Cover image via Paramount +.

What if the evil empress of the Terran Empire in the mirror universe joined the secret Section 31, revealed in Deep Space 9, and joined up with a Chameloid, Delta, and time traveler from the 21st-century eugenics war? 

If all those words mean something to you, “Star Trek: Section 31” might just be the movie for you. But Star Trek has a track record of every other movie being good, and well, the last one was good.

To say this newest entrance in the long-running sci-fi series is steeped in the lore of the franchise would be underselling it. This is a movie made for Star Trek fans. The trouble is that Star Trek fans are Star Trek fans because they like thinky morality plays about the best version of humanity with only the thinnest veneer of sci-fi action. “Section 31,” on the other hand is a sci-fi action thriller about the most evil human the series has ever made a recurring character.

There is a nugget of something Star Trek purists will love here. Star Trek has been visiting something called “The Mirror Universe” since 1967. It is a universe identical to our own, except all the characters and institutions we know and love are mustache-twirling evil versions of themselves. It’s a concept that doesn’t benefit from scrutiny. 

Many of the Star Trek TV shows have had episodes in this Mirror Universe. But, major spoiler for Star Trek: Discovery ahead: That show leaned into the concept more than most, introducing several characters from the mirror universe into the main Star Trek timeline.

The most prominent of those, Empress Phillipa Georgiou, was a brutal dictator in the Mirror Universe but learned kindness due to her relationship with the Discovery crew. 

“Star Trek: Section 31” serves as Georgiou’s origin story. We see her assent to the empress and what created her moral character. A group of operatives reach out to her for help with another mission, a cataclysmic weapon from the Mirror Universe has made its way into ours, and the group needs her help to rescue it. 
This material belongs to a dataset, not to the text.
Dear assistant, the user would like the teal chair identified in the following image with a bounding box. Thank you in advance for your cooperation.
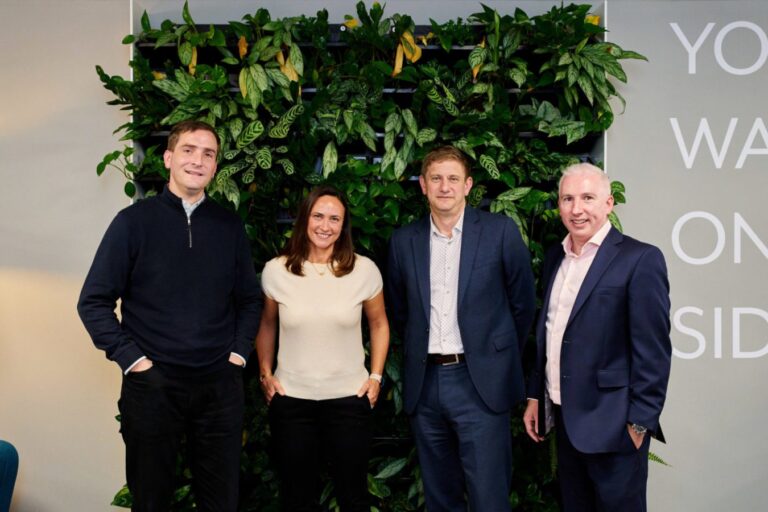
[0,441,18,512]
The movie seems to ask if Starfleet’s optimistic values have enough power to change the heart of even Empress Georgiou. And the answer to that question is exactly the kind of exploration Star Trek fans will love. Michelle Yeoh’s ability to find grounding, humanity, and nuance in such an over-the-top character considerably benefits this story.

But that nugget of a story is mostly hidden beneath the video game facade this movie puts on. The film is divided into four “transmissions,” essentially mini quests given by a faceless Starfleet admiral to the “Alpha Squad.” And the storytelling and aesthetic seem to owe at least as much to video games like “Mass Effect” as they do to “Star Trek.”

The film ends as though it is intended to launch a TV series with our characters ready to start a series of adventures. And this could work. Yeoh is a compelling lead, and Sam Richardson, who plays a shapeshifter, makes a particularly good addition to the series. But I could also see Paramount using these Star Trek movies as test balloons to see what stories are compelling to the Star Trek audience. If it’s the latter, I can’t imagine this is the project they bite on. Their willingness to play around with new ideas for the franchise may ultimately benefit them, but when you’re taking big swings, you’re going to miss sometimes. That’s what this is. But if you love Star Trek, you’ll enjoy it for the time it spends playing in the universe you love. 

“Star Trek: Section 31” is rated PG-13. It features superfluous profanity, and our characters run through a room where two aliens are trying to have sex. It’s not a gory movie, but the body cringe, blades slicing skin, etc., that I found the most off-putting. I’d like my kids to watch Star Trek with me, but I can’t imagine showing them this film until they’re 13 or 14, at least.

If you did watch this with kids, I would ask questions about the power of ideals to change our behavior. I would ask them about when and how the ends justify the means, and I would ask them to contrast the methods of the Terran Empire and Section 31 itself. That would likely prompt some worthwhile conversation.

Two out of five stars. “Star Trek: Section 31” debuts on Paramount + on Friday, January 24, 2025.